The story of how I arrived to the lowest point started and ended with a relationship, but it also bookended a period of intense transformation and growth. As I have discovered, the process of self-recovery is brutal and pulls you from whatever illusion you have create of an unfulfilled and unexpressed life.
I poured my heart and soul into my work, my family, and the community I was helping to build through service work and friendship groups, but during this period, nothing I was doing was actually landing. It wasn’t just with me, either. I only realize in hindsight that it didn’t work because the foundation that I was building upon wasn’t a solid one for what I was trying to assemble, and I wasn’t living or expressing authentically– I was trying to keep from having to be real with what I was experiencing: a loss of a solid understanding of my own identity, and the face I showed to everyone else was what I hoped they’d see. I have come to understand that I wasn’t fooling anyone, and the discomfort was in the perception that I was hiding behind the mask I created.
Growing up meant that I had to look at my own failures and shortcomings. They added up more quickly than I ever anticipated– and that sent me spiralling for over a year. I’m only now starting to resurface from the series of blows to my personal and professional life. I built a life story around an idealized and downplayed version of how I truly feel compelled to express in terms of ideas, lifestyle, habits, and patterns of behaviour.

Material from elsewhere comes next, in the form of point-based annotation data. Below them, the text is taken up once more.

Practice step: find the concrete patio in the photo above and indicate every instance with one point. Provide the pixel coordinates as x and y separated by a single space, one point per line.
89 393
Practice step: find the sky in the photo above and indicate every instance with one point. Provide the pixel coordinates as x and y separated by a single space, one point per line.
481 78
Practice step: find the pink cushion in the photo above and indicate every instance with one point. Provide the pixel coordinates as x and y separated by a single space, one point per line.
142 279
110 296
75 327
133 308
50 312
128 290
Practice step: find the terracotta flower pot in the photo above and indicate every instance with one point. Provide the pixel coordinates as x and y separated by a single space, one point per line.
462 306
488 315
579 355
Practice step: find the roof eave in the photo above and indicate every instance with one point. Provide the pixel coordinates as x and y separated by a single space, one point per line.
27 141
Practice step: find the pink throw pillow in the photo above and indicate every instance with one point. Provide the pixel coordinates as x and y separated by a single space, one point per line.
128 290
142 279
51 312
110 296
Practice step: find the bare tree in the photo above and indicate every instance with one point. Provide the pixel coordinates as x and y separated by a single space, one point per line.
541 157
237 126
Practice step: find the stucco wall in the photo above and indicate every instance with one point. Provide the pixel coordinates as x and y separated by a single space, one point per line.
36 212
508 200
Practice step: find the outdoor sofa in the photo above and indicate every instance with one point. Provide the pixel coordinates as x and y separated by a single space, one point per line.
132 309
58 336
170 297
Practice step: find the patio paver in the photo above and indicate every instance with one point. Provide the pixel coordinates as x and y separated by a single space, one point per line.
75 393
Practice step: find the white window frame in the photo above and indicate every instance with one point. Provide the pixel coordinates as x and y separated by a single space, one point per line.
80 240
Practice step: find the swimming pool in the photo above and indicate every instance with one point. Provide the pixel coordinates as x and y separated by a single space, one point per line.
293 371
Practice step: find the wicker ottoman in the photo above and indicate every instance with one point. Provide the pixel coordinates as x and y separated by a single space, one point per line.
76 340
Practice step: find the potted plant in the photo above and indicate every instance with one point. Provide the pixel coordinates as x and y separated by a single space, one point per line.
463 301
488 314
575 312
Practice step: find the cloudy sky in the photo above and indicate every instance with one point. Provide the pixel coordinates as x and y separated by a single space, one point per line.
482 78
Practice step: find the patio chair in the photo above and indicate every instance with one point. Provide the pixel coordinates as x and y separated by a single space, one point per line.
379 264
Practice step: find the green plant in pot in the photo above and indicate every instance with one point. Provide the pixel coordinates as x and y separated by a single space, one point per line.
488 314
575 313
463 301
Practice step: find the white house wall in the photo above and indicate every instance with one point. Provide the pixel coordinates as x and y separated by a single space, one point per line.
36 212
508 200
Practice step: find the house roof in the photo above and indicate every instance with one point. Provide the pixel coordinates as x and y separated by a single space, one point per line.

I suppose this could be a way of reclaiming a sense of identity through my words and through sharing my story, but I anticipate that I have a lot to learn as I move and learn how to define the terms going forward. I owe it to myself and to all that I wish to serve in this lifetime, because I often hear the words of Mary Oliver, echoed over and over, wearing a path in my brain:
“Doesn’t everything die at last, and too soon? Tell me, what is it you plan to do with your one wild and precious life?”